A Bloomberg report on October 17 said China has told its state-owned natural gas importers like Sinopec and China National Offshore Oil Corporation (CNOOC) to halt liquefied natural gas (LNG) sales to Europe. This is because China wants to protect its domestic gas supplies ahead of the winter season.
Over the past months, China had been reselling its LNG to European markets. As you may know, the economic downturn the country has experienced from the Covid-19 resurgence resulted in the implementation of strict policies which led to an economic shutdown and a subsequent low demand for gas.
However, with the winter season fast approaching, China wants to save its LNG supplies for domestic use.
According to Yahoo Finance, the invasion of Ukraine had enabled China to purchase cheap Russian fuel, following sanctions on Russia by Western countries.
Impact on the Nigerian LNG market
Liquefied natural gas (LNG) analyst, Kayode Oluwadare, told Nairametrics that Nigeria will benefit from China’s decision to stop LNG sales to Europe. According to him, LNG imports from China to Europe have kept spot prices low due to the increase in LNG supply to the EU, which has kept downward pressure on benchmark gas prices in the EU.
However, with the decision China has made to stop sales to the EU, Nigeria will make more money by selling Nigeria Liquefied Natural Gas (NLNG) Limited‘s spare LNG volumes.
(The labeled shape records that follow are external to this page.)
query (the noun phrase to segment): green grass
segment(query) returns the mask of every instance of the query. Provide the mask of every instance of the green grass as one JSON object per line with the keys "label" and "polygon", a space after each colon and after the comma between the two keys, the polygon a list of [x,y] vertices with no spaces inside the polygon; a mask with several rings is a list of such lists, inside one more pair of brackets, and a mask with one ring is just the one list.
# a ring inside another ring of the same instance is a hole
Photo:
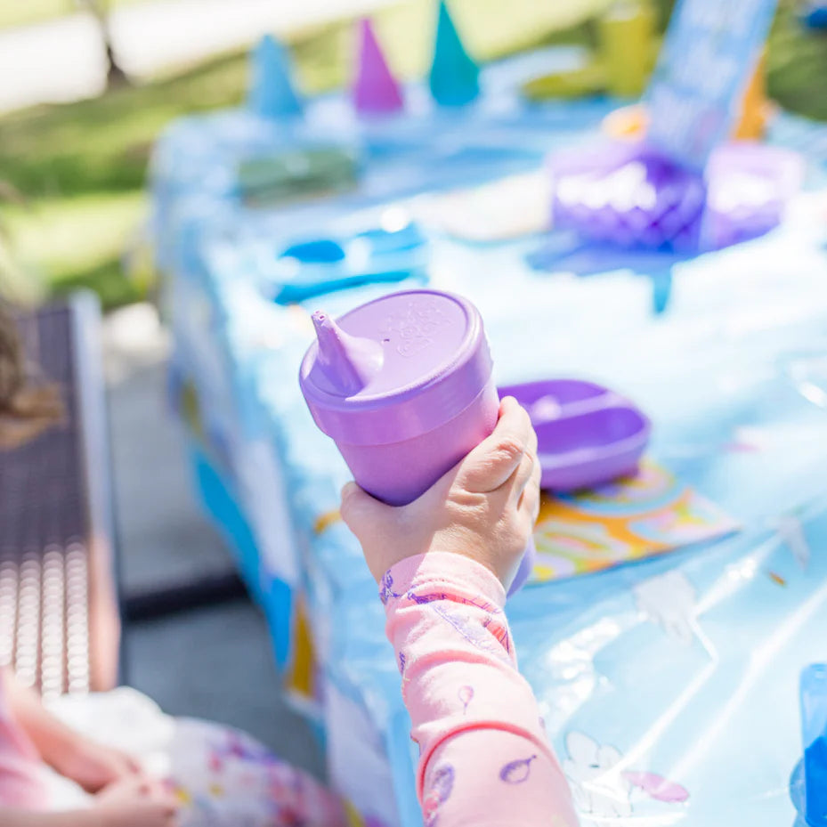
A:
{"label": "green grass", "polygon": [[[27,2],[39,6],[49,0]],[[590,42],[588,21],[606,2],[512,0],[507,12],[501,0],[454,0],[451,7],[470,51],[490,60],[543,43]],[[658,3],[663,10],[669,0]],[[434,5],[411,0],[376,17],[393,69],[403,77],[421,75],[427,66]],[[782,0],[771,37],[770,88],[784,105],[827,118],[822,92],[827,39],[806,35],[791,7],[791,0]],[[291,38],[305,92],[346,82],[353,31],[340,22]],[[143,191],[154,141],[184,113],[238,104],[246,83],[246,56],[231,54],[94,100],[0,118],[0,181],[13,183],[28,201],[4,210],[20,258],[54,290],[91,287],[108,306],[134,300],[144,285],[124,274],[121,260],[146,215]]]}
{"label": "green grass", "polygon": [[[45,9],[49,0],[32,2]],[[507,14],[499,0],[457,0],[452,7],[469,48],[486,60],[549,39],[581,39],[583,21],[605,2],[519,0]],[[403,77],[426,68],[434,8],[429,0],[413,0],[377,15],[378,36]],[[305,92],[346,82],[353,32],[350,23],[336,22],[291,38]],[[181,115],[239,103],[246,84],[246,55],[231,54],[93,100],[0,118],[0,180],[28,202],[4,210],[19,259],[53,291],[89,287],[107,306],[134,300],[144,285],[125,274],[121,262],[147,213],[146,167],[154,141]]]}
Oluwadare added that although up to 80% of its volumes can be committed to long-term contracts, NLNG has up to 20% spare volumes which can be committed to the spot market.
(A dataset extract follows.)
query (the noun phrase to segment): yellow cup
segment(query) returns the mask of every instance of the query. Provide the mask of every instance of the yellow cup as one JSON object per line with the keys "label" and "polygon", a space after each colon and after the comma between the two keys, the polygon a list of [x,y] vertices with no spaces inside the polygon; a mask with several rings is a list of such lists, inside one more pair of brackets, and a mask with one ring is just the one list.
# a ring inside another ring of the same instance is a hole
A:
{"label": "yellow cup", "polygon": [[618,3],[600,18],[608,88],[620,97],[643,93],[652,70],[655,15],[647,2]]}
These spare LNG volumes will now be sold based on spot prices, which will be determined by demand, supply, and environmental factors. In winter, spot prices are higher and even long-term LNG contracts can be renegotiated.
Long-term contracts can be 20 to 25 years and the contracts can be renegotiated whenever there is price volatility in the global market. The Covid-19 era was one of the recent examples of price volatility in the global market. During covid-19, LNG buyers and suppliers had to renegotiate contracts.
Right now, there is price volatility due to LNG price spikes, following the sanctions on Russia, which have created a supply disruption in Europe and increased benchmark prices. So, Nigeria will benefit from this gap in the European market.
What you should know
- A spot market is one in which natural gas is bought and sold for immediate or very near-term delivery, usually for a period of 30 days or less.
- Spot prices are around $40 per million British Thermal Units (MMBtu) in Europe as of today, October 17.
- Nigeria currently exports liquefied natural gas (LNG) to European countries like France,, Spain, Portugal and Turkey.